Waiting for the professional answer, expecially leave the contact and I will supprise you.


----------



## NbleSavage (Nov 6, 2019)

Moved to 'Training and Workouts' sub-forum.


----------



## Gibsonator (Nov 6, 2019)

I'm still trying to figure out which muscle the bicep curl works?
help?


----------



## snake (Nov 6, 2019)

Gibsonator said:


> I'm still trying to figure out which muscle the bicep curl works?
> help?



Quads if done out of the squat rack. Upper pecs if done on the incline bench. By now you should know this shit Gibs.


----------



## Uncle manny (Nov 6, 2019)

Well where do you feel it chief?


----------



## Gibsonator (Nov 6, 2019)

he's got to be trolling...


----------



## Jin (Nov 6, 2019)

He wants you to leave your contact info for “very special surprise”. 

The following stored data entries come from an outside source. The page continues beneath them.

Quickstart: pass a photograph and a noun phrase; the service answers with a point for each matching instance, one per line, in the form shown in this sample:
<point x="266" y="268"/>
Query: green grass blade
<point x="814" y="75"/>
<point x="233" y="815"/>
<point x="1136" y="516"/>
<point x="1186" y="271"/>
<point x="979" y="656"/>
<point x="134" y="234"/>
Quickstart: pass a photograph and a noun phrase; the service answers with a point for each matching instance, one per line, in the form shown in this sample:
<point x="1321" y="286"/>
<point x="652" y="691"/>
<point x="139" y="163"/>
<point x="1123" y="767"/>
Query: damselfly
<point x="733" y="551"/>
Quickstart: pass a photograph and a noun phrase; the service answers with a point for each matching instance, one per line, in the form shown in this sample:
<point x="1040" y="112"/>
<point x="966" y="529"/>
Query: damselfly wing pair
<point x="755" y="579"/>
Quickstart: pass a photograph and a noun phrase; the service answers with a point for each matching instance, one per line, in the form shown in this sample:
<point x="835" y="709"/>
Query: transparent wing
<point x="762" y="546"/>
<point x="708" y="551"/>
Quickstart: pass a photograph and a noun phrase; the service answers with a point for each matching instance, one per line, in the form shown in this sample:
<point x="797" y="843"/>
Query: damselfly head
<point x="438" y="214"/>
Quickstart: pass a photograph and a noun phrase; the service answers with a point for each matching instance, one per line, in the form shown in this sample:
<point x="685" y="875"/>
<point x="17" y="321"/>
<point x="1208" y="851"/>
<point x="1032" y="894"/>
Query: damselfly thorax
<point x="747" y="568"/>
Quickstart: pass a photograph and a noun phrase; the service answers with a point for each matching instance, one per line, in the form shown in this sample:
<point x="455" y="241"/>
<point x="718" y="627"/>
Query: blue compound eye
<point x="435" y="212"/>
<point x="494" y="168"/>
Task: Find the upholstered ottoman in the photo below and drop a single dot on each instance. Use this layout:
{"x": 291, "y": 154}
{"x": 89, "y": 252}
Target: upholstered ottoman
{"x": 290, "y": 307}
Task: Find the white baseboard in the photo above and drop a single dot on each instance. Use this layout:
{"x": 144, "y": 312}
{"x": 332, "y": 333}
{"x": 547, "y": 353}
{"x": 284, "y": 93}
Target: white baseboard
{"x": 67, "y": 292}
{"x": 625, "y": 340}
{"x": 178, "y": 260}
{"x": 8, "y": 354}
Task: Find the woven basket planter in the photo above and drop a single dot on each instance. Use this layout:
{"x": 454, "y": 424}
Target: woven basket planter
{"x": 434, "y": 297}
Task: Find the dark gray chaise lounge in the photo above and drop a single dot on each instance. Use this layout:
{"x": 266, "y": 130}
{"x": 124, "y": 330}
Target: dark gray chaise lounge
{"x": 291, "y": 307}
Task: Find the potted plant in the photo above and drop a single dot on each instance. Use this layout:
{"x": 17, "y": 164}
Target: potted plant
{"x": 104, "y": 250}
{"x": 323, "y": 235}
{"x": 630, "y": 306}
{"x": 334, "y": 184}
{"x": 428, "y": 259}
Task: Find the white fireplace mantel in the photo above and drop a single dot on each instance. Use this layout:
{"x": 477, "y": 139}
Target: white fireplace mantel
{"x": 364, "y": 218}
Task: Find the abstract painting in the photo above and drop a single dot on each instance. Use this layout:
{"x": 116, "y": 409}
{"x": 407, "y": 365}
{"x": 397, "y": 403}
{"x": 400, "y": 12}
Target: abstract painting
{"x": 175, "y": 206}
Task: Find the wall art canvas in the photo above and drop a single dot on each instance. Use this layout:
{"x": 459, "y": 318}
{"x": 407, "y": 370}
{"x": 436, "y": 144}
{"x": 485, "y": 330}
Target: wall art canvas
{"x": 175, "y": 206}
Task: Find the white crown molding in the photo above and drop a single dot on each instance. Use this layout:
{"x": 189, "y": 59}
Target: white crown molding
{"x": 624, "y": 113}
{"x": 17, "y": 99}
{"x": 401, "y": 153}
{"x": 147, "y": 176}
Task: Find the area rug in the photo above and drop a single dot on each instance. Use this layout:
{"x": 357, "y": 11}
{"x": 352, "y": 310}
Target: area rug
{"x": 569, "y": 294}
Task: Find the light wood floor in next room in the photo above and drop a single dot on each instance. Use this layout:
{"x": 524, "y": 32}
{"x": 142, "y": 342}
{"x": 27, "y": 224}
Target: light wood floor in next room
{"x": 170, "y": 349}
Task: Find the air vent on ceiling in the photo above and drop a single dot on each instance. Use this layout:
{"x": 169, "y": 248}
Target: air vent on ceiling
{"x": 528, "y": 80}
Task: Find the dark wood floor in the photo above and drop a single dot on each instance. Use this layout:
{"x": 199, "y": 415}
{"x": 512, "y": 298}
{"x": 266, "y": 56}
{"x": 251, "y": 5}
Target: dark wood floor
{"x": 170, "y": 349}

I’m so tempted to buy aas from a guy in China who has no clue about resistance training.


----------



## Tren4Life (Nov 6, 2019)

Jin said:


> He wants you to leave your contact info for “very special surprise”.
> 
> I’m so tempted to buy aas from a guy in China who has no clue about resistance training.




me too but only if he takes PayPal.  I have my discover card linked to it so I’ll get a better discount.


----------



## John Ziegler (Nov 6, 2019)

Gibsonator said:


> I'm still trying to figure out which muscle the bicep curl works?
> help?



the ding dong muscle, doy.


----------



## Jin (Nov 6, 2019)

david0529 said:


> Waiting for the professional answer, expecially leave the contact and I will supprise you.



Ok, I’ll bite. 

Send all your dick pics to me at Toolsteel@protonmail.com


----------



## DieYoungStrong (Nov 7, 2019)

Let extensions are great for your uterus.


----------



## trodizzle (Nov 7, 2019)

david0529 said:


> Like the Title says



Legceps


10 char


----------



## Viduus (Nov 9, 2019)

I’ll bite and give what I think is an accurate answer....

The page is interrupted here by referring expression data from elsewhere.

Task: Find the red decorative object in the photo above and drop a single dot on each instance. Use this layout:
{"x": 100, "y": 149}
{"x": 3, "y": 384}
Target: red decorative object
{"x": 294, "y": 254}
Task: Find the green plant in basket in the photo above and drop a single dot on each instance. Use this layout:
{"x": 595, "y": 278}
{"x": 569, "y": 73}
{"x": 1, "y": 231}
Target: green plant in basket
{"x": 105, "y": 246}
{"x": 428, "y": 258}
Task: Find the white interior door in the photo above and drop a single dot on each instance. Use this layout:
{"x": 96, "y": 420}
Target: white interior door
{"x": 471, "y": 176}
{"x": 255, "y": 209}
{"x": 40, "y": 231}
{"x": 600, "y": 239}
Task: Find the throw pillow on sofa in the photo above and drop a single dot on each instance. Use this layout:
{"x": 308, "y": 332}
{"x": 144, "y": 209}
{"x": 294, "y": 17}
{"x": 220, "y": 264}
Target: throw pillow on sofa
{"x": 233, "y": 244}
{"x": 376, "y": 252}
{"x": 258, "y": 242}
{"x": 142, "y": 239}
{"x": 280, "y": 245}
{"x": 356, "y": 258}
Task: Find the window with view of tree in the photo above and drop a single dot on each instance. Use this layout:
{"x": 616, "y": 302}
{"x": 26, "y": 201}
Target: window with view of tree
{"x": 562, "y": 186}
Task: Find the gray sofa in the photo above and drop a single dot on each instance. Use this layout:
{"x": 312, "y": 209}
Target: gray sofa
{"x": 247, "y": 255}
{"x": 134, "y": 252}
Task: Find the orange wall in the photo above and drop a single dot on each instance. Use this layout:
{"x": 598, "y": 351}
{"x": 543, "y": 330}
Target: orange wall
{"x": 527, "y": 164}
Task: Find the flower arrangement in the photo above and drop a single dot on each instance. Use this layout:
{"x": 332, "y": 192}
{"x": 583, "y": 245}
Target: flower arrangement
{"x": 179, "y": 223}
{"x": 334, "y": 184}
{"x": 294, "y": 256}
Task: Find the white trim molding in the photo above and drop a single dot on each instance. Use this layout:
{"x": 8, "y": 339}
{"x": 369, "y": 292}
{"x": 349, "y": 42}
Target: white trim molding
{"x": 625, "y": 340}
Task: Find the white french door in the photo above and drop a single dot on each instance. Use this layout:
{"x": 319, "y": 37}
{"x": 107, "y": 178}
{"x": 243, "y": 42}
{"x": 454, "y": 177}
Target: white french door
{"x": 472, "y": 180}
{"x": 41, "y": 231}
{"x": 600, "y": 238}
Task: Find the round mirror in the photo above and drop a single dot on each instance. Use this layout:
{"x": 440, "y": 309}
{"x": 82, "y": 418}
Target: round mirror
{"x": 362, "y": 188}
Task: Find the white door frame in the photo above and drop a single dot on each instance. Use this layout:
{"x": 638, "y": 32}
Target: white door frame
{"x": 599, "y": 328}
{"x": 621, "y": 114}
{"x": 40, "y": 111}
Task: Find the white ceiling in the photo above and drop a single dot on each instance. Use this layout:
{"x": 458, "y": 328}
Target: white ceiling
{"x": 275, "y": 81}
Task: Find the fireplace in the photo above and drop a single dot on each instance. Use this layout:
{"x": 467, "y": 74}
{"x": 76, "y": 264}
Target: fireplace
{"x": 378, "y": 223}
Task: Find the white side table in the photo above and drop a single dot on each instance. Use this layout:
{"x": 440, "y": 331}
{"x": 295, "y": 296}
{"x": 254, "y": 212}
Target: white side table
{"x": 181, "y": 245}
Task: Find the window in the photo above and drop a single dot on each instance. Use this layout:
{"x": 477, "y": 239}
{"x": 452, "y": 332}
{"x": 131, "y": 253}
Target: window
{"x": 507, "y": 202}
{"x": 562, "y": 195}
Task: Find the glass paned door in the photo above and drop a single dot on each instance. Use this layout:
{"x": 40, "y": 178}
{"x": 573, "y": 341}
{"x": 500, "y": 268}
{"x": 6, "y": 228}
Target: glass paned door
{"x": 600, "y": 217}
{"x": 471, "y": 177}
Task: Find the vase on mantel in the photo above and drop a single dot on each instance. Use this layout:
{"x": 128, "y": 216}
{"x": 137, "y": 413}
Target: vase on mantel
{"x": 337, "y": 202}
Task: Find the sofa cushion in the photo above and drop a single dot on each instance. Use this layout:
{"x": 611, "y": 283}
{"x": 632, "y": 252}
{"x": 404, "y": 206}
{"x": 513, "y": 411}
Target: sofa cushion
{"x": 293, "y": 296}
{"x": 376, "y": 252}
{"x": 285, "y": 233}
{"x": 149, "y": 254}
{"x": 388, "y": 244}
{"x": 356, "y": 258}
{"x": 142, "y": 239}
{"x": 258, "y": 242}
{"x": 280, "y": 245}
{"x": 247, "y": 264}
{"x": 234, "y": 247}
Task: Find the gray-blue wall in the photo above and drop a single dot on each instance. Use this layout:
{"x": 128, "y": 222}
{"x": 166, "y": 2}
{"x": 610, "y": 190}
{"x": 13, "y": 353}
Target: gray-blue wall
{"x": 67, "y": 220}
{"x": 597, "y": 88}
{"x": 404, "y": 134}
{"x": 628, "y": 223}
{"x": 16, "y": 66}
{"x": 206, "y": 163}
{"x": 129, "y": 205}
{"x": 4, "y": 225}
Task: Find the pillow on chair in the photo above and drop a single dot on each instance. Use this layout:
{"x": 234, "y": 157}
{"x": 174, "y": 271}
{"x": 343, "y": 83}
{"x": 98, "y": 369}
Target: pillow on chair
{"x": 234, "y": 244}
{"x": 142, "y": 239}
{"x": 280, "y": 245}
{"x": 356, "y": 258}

Any of the three “vastus” quadricep Muscles with what I believe is a greater focus on the vastus medialis. (The forth only crosses the hip and not the knee)

For the extremely nerdy I’d even throw in the sartorius muscle to a very minor extend.

Gibs - yours is beyond my knowledge.


----------



## Texan69 (Nov 11, 2019)

it doesn’t work muscles, it just helps you kick a ball real high and far. The Ukrainian kick ball team I invented it to train their kickball team....they are the best kickers


----------